The colonel turned to find the general behind him, his feet firmly planted and leaning only slightly on his cane. Everyone knew the general was a true warrior who had been given a desk job when his leg was injured. However, what those who had been around the base long also knew was that the general had a huge soft spot for Caroline Fields.
“I was simply questioning the accuracy of Miss Fields’ security information, sir. I wasn’t aware of any teenagers on the pay roll.”
“Miss Fields, while not yet on the payroll, is a vital contributor to this project.” General Westford began kindly, but his voice became quite cold. “And concerns about her security clearance do not permit you to deride her uncle or insult her.”
“Sir!” Colonel Matthews protested.
“I know, I wasn’t meant to hear that. Too bad for you, I did. I expect you in my office in one hour with two written and signed apologies and we will then discuss whether you will be staying on at this base. Is that clear?”
“Yes, sir!” The salute was picture perfect.
Player's Choice, Yellow, Prompt: Briar
“I do apologize for that idiot,” General Westford said honestly. “Unfortunately, some idiots are still slick enough to make it through most of the briar patch without getting tangled.”
“It’s alright, General,” Caroline assured him. “I’m amused more than anything else.”
“I bet you are, lass,” he said and patted her on the tattooed shoulder.
“Thank you for the rescue,” Chester chimed in.
“My pleasure. I left word to be contacted if something like this came up. I’m just sorry it took so long to reach you. Now I’m sure you have work to do, so off with you while I get back to my paperwork.”
Caroline gave him a kiss on the cheek and said goodbye to George before claiming her Uncle’s arm for the long walk back to his lab. The General’s distinctive triple step went sauntering off towards his office.
Prompt: Chocolate, Character: Patisserie, Action: Marvel
Caroline was in the commissary, drooling over the incredible new selection of pastries, when she heard the unique triple beat of General Westford’s walk approaching.
She whirled to face him and asked, “You got a new pastry chef, sir?”
“I’ve been hunting for one with the right security clearances for a bit,” he admitted, marveling over her shoulder at the chef’s creations. “I know how much you like the chocolate goodies from the patisserie in town.”
“Just for me?” she asked with false modesty, her eyes dancing with delight.
“And for me, Caroline,” he teased, choosing a slice of a rich chocolate tart. “Rank should come with a few privileges, even buried under this mountain, don’t you think?”

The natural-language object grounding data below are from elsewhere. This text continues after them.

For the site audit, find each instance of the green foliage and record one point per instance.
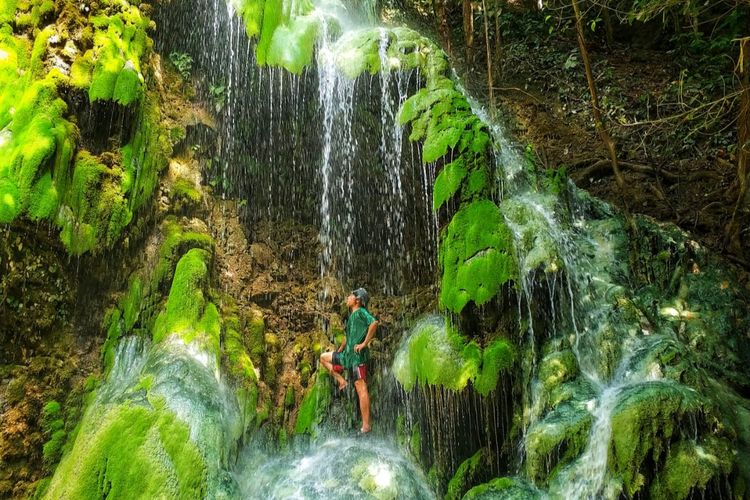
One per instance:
(188, 313)
(183, 63)
(476, 256)
(468, 474)
(690, 466)
(7, 10)
(647, 417)
(120, 43)
(286, 30)
(503, 488)
(131, 451)
(54, 429)
(240, 364)
(435, 354)
(314, 405)
(29, 13)
(218, 95)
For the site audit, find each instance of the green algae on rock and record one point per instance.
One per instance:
(476, 256)
(131, 451)
(287, 31)
(434, 354)
(314, 405)
(504, 488)
(41, 174)
(468, 474)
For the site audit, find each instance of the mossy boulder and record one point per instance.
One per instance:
(131, 451)
(646, 419)
(433, 353)
(504, 488)
(690, 466)
(468, 474)
(476, 256)
(556, 440)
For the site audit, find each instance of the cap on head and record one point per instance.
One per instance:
(361, 295)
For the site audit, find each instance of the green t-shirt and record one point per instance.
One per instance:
(356, 331)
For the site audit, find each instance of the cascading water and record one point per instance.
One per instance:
(323, 148)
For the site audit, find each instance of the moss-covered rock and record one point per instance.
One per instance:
(131, 451)
(314, 405)
(476, 256)
(468, 474)
(287, 31)
(188, 313)
(41, 174)
(435, 354)
(556, 440)
(645, 420)
(504, 488)
(690, 466)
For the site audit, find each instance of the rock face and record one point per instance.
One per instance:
(155, 325)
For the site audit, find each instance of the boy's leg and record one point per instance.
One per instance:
(364, 403)
(326, 359)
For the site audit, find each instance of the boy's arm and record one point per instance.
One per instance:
(370, 334)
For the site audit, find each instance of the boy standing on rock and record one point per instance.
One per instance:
(354, 352)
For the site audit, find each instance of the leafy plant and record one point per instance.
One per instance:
(183, 62)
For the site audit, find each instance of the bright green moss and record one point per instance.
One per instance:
(476, 256)
(690, 466)
(120, 42)
(497, 358)
(467, 475)
(286, 32)
(185, 191)
(7, 11)
(187, 314)
(131, 304)
(504, 488)
(557, 368)
(358, 52)
(94, 209)
(434, 354)
(131, 451)
(240, 364)
(30, 13)
(33, 148)
(556, 440)
(448, 182)
(646, 417)
(314, 405)
(256, 335)
(176, 242)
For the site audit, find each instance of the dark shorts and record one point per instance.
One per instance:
(359, 372)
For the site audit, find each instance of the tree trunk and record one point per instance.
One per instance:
(498, 44)
(468, 12)
(742, 208)
(490, 84)
(599, 122)
(442, 21)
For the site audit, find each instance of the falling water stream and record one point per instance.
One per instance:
(325, 149)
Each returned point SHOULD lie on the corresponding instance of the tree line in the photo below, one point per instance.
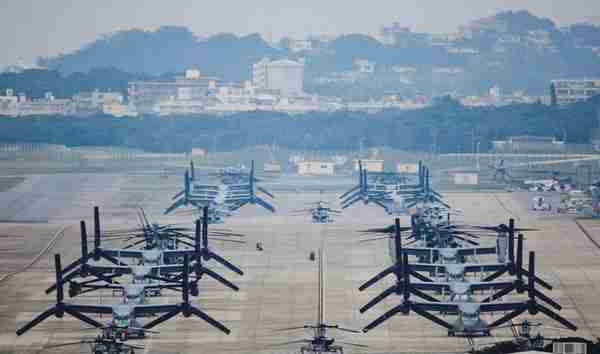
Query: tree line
(446, 127)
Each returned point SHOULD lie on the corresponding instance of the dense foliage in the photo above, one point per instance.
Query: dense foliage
(447, 125)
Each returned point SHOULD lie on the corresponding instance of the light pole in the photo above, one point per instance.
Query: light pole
(477, 155)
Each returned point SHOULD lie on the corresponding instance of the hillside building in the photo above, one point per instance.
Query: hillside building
(284, 76)
(316, 168)
(564, 92)
(191, 87)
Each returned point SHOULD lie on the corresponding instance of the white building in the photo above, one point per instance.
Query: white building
(118, 109)
(364, 66)
(9, 104)
(370, 165)
(316, 168)
(285, 76)
(299, 45)
(46, 106)
(388, 35)
(571, 91)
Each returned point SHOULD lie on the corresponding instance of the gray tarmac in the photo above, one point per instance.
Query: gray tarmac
(279, 288)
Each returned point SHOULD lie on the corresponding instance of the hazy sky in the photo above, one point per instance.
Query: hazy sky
(33, 28)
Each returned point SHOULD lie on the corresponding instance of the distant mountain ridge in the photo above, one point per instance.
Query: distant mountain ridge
(514, 49)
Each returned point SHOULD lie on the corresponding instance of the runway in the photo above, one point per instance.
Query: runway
(279, 288)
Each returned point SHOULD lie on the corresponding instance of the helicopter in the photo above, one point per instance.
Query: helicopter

Caroline stared at the sheet of calculations before her, then at her calculator, and back.
“This can’t be right … Uncle Chester?” she called across the lab.
“Yes, Caroline?” he asked, coming over to the desk she had long ago claimed as her own.

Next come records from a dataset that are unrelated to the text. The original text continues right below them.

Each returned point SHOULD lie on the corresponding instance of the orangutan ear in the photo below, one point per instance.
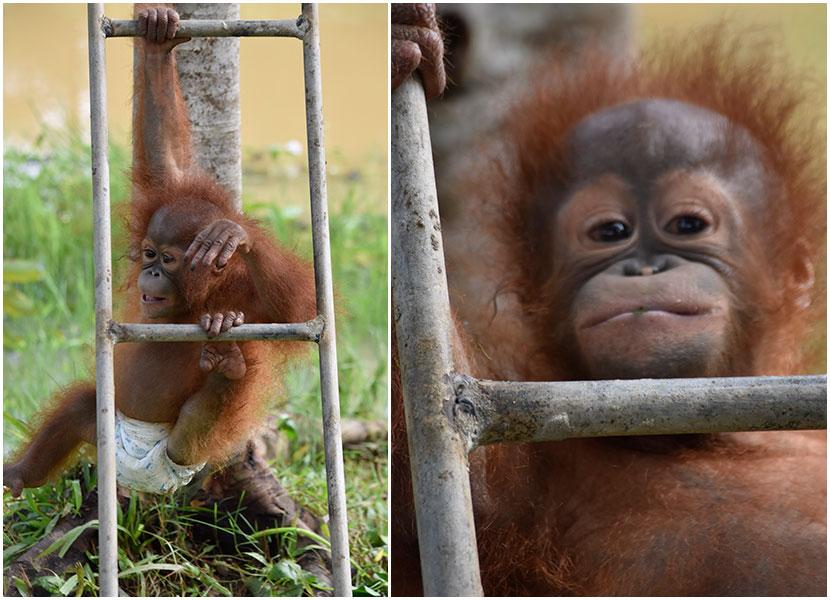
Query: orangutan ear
(802, 277)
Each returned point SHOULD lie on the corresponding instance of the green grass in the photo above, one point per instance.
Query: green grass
(49, 323)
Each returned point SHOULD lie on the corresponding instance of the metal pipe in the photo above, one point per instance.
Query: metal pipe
(496, 411)
(438, 453)
(104, 376)
(139, 332)
(212, 28)
(335, 478)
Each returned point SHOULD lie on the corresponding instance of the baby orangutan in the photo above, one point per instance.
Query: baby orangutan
(178, 404)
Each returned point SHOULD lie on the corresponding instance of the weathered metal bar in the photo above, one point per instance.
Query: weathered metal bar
(104, 369)
(438, 453)
(335, 478)
(139, 332)
(494, 411)
(213, 28)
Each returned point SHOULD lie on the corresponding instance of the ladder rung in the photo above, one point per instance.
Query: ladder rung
(500, 411)
(214, 28)
(309, 331)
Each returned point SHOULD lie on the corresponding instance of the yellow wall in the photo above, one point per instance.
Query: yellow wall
(801, 29)
(45, 75)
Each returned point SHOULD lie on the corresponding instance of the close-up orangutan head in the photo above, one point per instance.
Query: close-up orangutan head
(667, 228)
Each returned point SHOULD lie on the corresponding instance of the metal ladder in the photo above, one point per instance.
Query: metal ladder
(108, 332)
(449, 414)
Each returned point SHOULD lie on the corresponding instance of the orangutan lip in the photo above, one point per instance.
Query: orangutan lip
(151, 299)
(679, 310)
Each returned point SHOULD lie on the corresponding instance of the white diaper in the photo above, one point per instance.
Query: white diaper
(141, 461)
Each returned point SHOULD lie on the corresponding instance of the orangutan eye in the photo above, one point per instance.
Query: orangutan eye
(687, 225)
(610, 231)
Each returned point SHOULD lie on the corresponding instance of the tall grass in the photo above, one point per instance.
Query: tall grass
(49, 325)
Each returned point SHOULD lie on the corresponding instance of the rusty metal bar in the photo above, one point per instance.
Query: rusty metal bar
(438, 453)
(497, 411)
(309, 331)
(212, 28)
(104, 368)
(335, 478)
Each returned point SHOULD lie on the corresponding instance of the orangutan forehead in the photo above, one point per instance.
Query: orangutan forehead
(642, 140)
(178, 225)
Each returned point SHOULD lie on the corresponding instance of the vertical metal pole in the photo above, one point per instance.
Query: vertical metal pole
(338, 527)
(440, 469)
(104, 379)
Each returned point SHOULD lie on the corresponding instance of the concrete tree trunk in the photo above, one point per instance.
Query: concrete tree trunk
(209, 75)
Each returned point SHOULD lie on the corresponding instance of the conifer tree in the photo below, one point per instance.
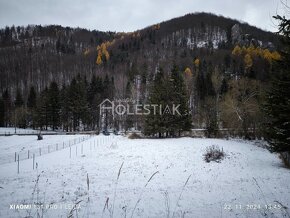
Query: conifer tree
(277, 106)
(54, 106)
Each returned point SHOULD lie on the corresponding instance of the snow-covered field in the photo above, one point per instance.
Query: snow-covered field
(112, 176)
(11, 130)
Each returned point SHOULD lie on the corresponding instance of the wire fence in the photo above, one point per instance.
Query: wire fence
(42, 150)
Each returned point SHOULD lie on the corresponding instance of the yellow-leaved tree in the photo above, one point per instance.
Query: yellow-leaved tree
(248, 61)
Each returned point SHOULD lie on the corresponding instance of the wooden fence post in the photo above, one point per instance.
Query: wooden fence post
(18, 165)
(33, 161)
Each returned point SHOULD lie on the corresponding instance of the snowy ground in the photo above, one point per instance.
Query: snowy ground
(11, 130)
(250, 182)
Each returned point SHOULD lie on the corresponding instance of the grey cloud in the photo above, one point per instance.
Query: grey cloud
(129, 15)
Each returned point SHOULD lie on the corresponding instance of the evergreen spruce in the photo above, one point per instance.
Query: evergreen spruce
(277, 106)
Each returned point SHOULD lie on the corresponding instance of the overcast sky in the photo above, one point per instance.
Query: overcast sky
(130, 15)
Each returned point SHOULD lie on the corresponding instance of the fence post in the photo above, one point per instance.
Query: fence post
(33, 161)
(18, 165)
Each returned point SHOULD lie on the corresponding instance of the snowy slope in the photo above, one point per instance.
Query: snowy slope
(250, 177)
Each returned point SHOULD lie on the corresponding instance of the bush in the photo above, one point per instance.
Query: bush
(134, 136)
(213, 153)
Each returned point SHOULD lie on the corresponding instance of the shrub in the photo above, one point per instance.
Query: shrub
(134, 136)
(213, 153)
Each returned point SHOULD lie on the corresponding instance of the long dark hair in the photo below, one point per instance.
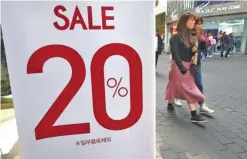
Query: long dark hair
(183, 30)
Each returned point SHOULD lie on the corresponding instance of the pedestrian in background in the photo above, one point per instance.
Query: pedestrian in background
(181, 83)
(223, 40)
(229, 44)
(219, 41)
(209, 42)
(204, 109)
(202, 47)
(159, 48)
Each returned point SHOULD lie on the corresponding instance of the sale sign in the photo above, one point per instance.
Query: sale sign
(82, 77)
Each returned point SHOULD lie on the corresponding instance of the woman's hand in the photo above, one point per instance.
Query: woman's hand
(194, 49)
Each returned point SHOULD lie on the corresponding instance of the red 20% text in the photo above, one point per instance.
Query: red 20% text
(46, 127)
(112, 83)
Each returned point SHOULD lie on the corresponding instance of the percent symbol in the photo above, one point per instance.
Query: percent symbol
(113, 83)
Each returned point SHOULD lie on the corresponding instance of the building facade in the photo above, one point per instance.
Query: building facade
(228, 16)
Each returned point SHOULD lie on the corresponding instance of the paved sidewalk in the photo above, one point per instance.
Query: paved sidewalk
(225, 134)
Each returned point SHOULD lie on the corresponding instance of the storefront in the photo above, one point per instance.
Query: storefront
(228, 17)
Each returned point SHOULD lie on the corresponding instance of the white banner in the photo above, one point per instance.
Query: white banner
(82, 77)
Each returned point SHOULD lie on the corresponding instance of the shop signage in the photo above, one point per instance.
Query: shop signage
(200, 9)
(206, 10)
(71, 102)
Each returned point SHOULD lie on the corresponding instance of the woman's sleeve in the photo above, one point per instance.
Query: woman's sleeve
(174, 44)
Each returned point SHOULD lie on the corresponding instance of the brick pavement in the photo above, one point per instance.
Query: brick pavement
(225, 134)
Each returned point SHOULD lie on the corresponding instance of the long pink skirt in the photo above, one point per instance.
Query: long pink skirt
(182, 86)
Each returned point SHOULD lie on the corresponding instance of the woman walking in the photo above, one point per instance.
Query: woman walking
(181, 83)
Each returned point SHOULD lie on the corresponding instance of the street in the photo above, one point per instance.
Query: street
(225, 134)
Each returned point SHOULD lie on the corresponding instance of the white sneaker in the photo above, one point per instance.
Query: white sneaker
(177, 102)
(205, 110)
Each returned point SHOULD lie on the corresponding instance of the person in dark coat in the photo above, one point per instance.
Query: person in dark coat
(159, 48)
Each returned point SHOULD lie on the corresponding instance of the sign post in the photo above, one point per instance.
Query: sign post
(82, 78)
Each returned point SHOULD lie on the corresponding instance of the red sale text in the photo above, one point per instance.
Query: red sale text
(85, 22)
(93, 141)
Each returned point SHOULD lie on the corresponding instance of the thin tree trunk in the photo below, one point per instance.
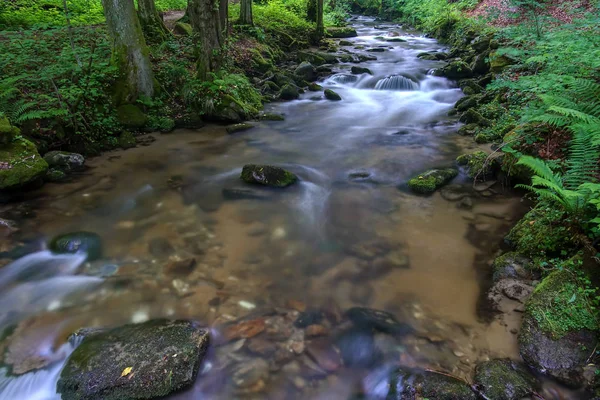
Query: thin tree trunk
(130, 52)
(224, 16)
(320, 26)
(246, 12)
(152, 24)
(204, 18)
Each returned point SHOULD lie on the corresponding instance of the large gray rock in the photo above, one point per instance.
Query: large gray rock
(143, 361)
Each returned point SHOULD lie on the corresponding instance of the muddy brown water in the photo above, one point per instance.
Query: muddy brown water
(348, 234)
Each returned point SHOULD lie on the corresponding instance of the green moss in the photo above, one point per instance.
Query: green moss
(127, 140)
(130, 116)
(20, 164)
(475, 164)
(431, 180)
(559, 307)
(543, 233)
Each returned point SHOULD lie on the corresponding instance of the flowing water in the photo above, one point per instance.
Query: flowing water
(348, 234)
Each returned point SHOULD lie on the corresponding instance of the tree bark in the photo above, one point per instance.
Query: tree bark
(130, 52)
(204, 18)
(320, 26)
(246, 12)
(224, 16)
(152, 24)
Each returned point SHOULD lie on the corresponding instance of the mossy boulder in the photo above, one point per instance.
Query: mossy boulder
(289, 92)
(416, 385)
(504, 380)
(127, 140)
(142, 361)
(500, 62)
(65, 161)
(267, 175)
(543, 234)
(7, 132)
(428, 182)
(473, 117)
(74, 242)
(512, 265)
(360, 70)
(314, 87)
(477, 165)
(20, 165)
(341, 32)
(131, 117)
(183, 29)
(455, 70)
(559, 330)
(306, 71)
(331, 95)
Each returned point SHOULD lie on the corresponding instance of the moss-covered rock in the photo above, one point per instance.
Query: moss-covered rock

“This can’t be right,” she said, pointing at the calculator. “I solved this equation of yours, and got 3.14159.”
“Pi?” he said quizzically, running his eyes over the sheet where she had been working through the equation.
“That’s wonderful!” he exclaimed, wrapping his arms about her shoulders in an awkward hug.
“It doesn’t make sense. How can it be wonderful?”
“Because you’ve proved that the wave form generated expands in a circle.”
“We knew that from the experiments.”
“Yes, but now we proved it mathematically. I can’t wait to present this at the next meeting. The general has been an absolute bear about wanting proof of the expansion pattern on a larger scale.”
Caroline laughed. “Glad I could help.”
“You’re acting like an expectant mother,” Caroline said.
“What?” Chester said, turning from the desk he was tidying to face his niece.
“You’re nesting,” she replied.
“I am not!” he protested. “I’m fidgeting.”
“Project test flight is going on, you’ve no control but plenty of nerves, so you’re cleaning the entire lab. You cleaned the house yesterday. You’re nesting.”
Chester snorted, but stilled his movements.